While Democrats in the Senate and the House dither about whether to hold a vote on extending tax cuts for the middle class, President Obama is keeping the pressure on. On Wednesday afternoon, he spoke to the White House press for about 10 minutes, and his message was simple.
"Right now, we could decide to extend tax relief for the middle class. But once again, the leaders across the aisle are saying no. They want to hold these middle class tax cuts hostage."
Obama reiterated the talking points he has been pushing for the last two weeks. Borrowing $700 billion to pay for a tax cut for "millionaires and billionaires" doesn't make any sense, especially when one considers the evidence that the wealthy are far more likely to save than spend their tax cuts, thus providing very little stimulus to the economy. The cost-benefit analysis just doesn't work..

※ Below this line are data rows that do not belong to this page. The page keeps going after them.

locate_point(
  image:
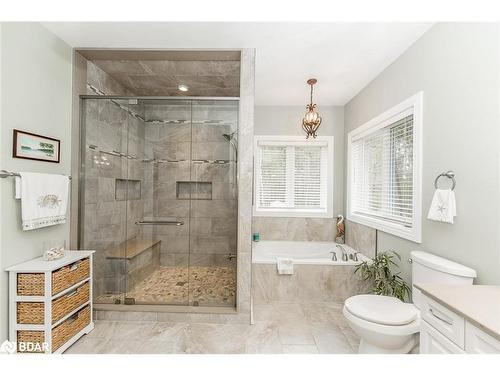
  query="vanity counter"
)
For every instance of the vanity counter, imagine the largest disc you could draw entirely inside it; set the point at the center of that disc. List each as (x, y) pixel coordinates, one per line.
(478, 304)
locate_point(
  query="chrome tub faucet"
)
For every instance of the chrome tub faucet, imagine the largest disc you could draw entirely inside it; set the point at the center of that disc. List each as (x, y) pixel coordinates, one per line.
(345, 257)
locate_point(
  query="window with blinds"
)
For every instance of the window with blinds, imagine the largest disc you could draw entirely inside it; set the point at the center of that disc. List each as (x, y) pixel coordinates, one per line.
(292, 176)
(384, 178)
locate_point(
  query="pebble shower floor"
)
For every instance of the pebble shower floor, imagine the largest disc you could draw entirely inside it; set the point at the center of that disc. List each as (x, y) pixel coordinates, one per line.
(213, 286)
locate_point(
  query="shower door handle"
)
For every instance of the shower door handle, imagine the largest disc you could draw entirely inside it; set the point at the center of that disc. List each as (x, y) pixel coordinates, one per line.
(160, 222)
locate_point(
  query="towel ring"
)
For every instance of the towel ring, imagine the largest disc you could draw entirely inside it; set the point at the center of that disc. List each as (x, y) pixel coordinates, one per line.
(450, 175)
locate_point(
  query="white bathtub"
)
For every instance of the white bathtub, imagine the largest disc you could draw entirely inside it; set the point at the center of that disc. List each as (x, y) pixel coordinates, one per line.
(302, 252)
(315, 276)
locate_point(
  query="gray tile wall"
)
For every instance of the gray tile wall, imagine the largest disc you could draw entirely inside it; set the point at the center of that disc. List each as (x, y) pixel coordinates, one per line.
(110, 221)
(180, 136)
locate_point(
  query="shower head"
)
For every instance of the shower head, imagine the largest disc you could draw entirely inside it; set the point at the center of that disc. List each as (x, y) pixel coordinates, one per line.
(228, 137)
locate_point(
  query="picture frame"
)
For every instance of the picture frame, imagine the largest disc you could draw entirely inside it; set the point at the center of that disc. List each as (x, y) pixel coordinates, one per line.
(35, 147)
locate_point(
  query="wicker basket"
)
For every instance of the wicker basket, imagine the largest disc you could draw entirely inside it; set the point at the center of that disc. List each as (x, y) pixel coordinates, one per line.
(70, 327)
(30, 313)
(32, 284)
(69, 275)
(33, 312)
(34, 337)
(60, 334)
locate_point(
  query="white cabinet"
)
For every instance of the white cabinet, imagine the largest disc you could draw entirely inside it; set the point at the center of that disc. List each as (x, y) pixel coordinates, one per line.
(50, 302)
(433, 342)
(479, 342)
(444, 320)
(443, 331)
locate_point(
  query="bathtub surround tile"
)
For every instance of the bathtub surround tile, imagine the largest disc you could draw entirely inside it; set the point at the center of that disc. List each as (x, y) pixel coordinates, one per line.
(295, 229)
(311, 283)
(361, 238)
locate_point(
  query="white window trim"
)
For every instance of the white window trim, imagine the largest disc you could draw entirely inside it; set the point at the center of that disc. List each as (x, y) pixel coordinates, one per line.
(414, 103)
(296, 140)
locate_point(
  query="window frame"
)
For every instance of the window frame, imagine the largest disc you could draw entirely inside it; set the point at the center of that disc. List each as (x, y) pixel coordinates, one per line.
(294, 141)
(414, 104)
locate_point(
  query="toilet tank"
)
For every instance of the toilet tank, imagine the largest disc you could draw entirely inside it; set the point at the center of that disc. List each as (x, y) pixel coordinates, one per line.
(430, 269)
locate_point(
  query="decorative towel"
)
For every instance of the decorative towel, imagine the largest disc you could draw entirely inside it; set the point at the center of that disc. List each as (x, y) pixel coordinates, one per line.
(44, 199)
(284, 266)
(443, 206)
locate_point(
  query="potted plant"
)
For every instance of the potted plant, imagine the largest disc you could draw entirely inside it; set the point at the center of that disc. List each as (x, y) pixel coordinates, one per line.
(385, 282)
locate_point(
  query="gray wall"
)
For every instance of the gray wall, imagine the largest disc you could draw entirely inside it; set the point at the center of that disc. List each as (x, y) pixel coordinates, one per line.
(35, 96)
(456, 66)
(286, 120)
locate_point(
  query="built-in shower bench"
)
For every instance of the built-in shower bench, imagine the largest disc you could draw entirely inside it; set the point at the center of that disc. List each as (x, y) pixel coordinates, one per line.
(130, 263)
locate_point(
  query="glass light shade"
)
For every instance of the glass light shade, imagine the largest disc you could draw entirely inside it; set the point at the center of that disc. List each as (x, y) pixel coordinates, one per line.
(311, 121)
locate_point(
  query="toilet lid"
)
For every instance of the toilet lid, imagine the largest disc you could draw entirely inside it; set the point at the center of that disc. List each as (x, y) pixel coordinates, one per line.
(381, 309)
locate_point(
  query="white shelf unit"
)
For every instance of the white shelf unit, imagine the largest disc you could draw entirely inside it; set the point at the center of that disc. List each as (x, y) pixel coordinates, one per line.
(38, 265)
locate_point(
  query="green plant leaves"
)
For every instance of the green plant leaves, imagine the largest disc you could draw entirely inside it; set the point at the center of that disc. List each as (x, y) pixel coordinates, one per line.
(386, 283)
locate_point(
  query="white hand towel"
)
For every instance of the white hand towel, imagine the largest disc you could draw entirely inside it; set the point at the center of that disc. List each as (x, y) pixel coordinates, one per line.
(44, 199)
(284, 266)
(443, 207)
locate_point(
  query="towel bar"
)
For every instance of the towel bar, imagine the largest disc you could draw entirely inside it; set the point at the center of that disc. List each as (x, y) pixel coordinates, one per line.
(450, 175)
(5, 174)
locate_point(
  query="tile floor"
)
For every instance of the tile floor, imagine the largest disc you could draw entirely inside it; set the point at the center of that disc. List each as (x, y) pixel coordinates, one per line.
(279, 328)
(198, 286)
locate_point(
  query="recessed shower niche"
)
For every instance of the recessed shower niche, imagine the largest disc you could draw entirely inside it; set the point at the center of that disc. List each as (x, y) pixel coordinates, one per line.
(127, 189)
(194, 190)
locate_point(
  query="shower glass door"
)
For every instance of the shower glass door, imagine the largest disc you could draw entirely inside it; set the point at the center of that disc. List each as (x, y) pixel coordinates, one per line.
(159, 200)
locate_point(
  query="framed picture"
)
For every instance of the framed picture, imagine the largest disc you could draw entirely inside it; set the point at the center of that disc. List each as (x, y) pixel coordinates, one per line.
(36, 147)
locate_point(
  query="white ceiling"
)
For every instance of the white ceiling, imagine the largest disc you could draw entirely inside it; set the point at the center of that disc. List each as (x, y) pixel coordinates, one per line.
(344, 57)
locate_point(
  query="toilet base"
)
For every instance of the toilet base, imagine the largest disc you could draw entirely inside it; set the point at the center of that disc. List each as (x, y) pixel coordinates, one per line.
(366, 347)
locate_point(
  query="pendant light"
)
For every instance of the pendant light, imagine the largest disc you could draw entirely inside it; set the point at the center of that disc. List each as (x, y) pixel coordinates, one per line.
(312, 119)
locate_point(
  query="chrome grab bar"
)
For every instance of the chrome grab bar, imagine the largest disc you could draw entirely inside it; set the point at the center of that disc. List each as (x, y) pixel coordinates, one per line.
(159, 222)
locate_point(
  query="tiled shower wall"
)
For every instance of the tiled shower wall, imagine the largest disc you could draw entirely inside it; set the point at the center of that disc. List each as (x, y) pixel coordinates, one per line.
(109, 219)
(209, 233)
(187, 137)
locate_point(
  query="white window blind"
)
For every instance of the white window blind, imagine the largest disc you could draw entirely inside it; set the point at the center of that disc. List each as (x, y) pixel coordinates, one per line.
(384, 172)
(292, 177)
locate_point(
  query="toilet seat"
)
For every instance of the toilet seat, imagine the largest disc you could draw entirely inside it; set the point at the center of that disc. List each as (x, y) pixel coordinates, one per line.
(391, 330)
(383, 310)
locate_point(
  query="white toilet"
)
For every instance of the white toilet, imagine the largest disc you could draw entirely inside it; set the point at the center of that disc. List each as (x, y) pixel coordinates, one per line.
(387, 325)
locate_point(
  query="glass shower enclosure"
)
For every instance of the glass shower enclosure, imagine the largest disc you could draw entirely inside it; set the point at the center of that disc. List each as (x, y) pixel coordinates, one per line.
(158, 199)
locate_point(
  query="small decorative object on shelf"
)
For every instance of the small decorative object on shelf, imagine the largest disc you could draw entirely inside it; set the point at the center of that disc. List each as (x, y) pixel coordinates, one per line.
(50, 303)
(340, 238)
(54, 253)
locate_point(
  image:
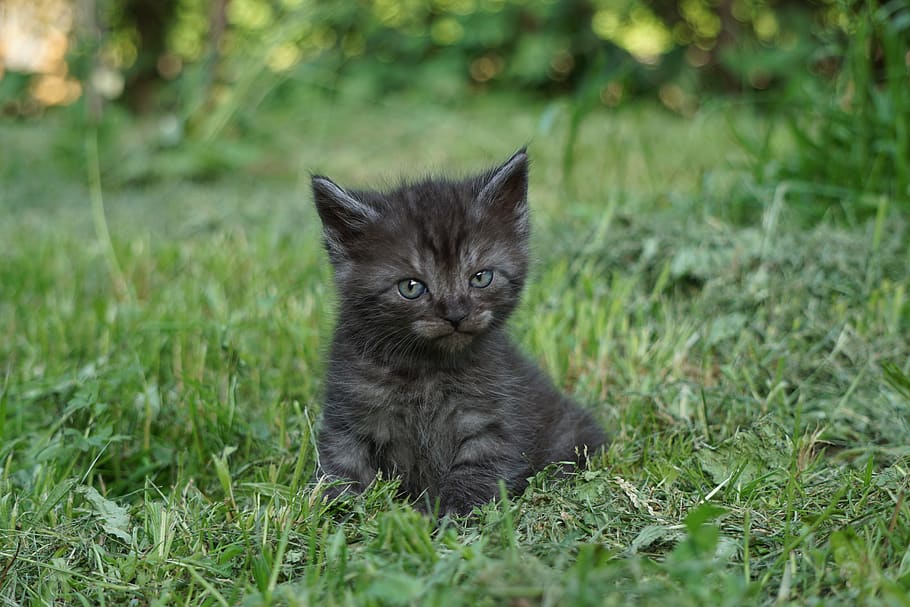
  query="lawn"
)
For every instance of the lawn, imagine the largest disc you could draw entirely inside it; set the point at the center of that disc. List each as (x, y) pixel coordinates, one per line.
(160, 392)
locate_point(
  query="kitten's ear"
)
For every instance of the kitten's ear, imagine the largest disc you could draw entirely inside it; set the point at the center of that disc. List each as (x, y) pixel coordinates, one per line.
(506, 187)
(343, 215)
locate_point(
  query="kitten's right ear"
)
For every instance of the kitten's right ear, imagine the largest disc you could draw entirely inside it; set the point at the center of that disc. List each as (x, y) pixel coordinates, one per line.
(343, 215)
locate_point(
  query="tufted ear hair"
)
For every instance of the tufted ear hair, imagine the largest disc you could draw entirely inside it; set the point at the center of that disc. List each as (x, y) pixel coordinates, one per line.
(343, 215)
(504, 190)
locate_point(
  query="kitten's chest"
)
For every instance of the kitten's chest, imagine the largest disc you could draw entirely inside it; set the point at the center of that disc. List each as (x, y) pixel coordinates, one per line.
(417, 425)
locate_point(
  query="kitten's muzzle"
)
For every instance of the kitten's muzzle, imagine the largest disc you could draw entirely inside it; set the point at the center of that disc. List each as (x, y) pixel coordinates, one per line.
(455, 318)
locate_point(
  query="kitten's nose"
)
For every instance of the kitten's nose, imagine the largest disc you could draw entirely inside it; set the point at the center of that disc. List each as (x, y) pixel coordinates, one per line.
(455, 317)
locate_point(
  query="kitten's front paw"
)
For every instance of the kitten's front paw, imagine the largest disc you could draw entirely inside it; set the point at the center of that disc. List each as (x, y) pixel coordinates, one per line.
(330, 488)
(456, 505)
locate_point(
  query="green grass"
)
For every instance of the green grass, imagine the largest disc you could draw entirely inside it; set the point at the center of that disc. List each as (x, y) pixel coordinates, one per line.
(157, 442)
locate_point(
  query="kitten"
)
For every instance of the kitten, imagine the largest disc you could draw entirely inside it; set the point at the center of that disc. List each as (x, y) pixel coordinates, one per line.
(423, 381)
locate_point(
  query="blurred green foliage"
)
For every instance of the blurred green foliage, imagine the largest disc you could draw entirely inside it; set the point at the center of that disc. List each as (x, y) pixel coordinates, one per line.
(446, 47)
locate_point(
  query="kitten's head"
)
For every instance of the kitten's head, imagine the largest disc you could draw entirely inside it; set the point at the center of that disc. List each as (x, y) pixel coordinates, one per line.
(430, 267)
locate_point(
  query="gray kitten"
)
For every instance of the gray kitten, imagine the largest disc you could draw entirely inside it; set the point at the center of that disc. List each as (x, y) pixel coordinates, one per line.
(423, 381)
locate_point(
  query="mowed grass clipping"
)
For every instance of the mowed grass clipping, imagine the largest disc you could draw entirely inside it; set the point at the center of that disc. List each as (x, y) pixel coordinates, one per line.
(157, 441)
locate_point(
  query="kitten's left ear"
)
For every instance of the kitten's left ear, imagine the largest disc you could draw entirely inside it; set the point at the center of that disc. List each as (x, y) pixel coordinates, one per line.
(506, 188)
(344, 215)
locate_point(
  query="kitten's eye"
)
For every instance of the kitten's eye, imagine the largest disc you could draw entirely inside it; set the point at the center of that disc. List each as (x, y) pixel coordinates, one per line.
(411, 289)
(482, 279)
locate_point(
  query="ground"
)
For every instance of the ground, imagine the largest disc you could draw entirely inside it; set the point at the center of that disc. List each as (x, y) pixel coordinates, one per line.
(159, 391)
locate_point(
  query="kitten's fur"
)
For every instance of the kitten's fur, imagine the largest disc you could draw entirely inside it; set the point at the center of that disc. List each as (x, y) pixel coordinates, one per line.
(451, 406)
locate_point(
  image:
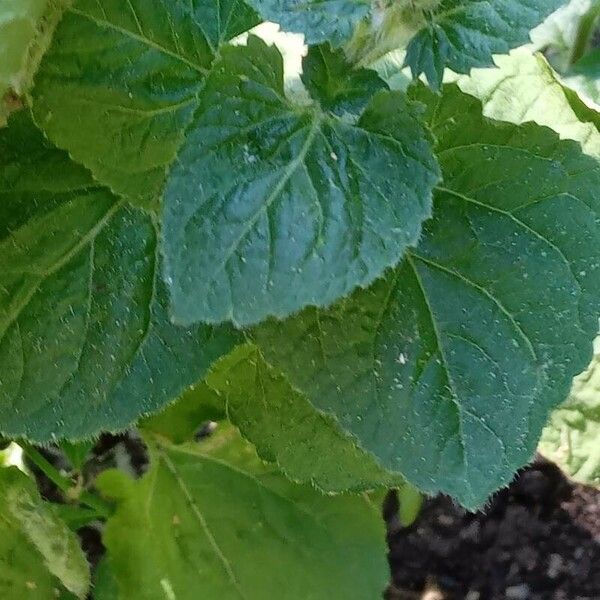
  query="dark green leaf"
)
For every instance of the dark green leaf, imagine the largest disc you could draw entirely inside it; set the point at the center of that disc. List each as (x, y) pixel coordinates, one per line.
(271, 207)
(524, 88)
(319, 20)
(307, 445)
(447, 369)
(331, 81)
(119, 83)
(85, 341)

He also delivered a not-so-veiled threat, warning that without action, all the Bush tax cuts will expire.
"If we can't get an agreement with the Republicans that's what will happen. Everyone's taxes will go up. "
It is well nigh inconceivable that Congress would allow that to happen, however, which leaves the basic realpolitik of the tax cut situation unchanged. The Senate Republicans seem unlikely to budge, while Democratic resolve, regardless of how firm the president appears to be, is highly suspect. What happens when push comes to shove? What will Obama do if Congress patches together some kind of compromise, such as only ending tax cuts for Americans earning more than $1 million a year, instead of $250,000, or extending the tax cuts for the wealthy for just one or two more years?
The president took no questions after delivering his comments. But as he walked away, the reporters hurled questions after him like grenades. One reporter asked, twice, "If Congress presents you with an extension of all the tax cuts, will you veto it?"
The president did not answer.
If he wanted to make a threat with teeth, maybe he should.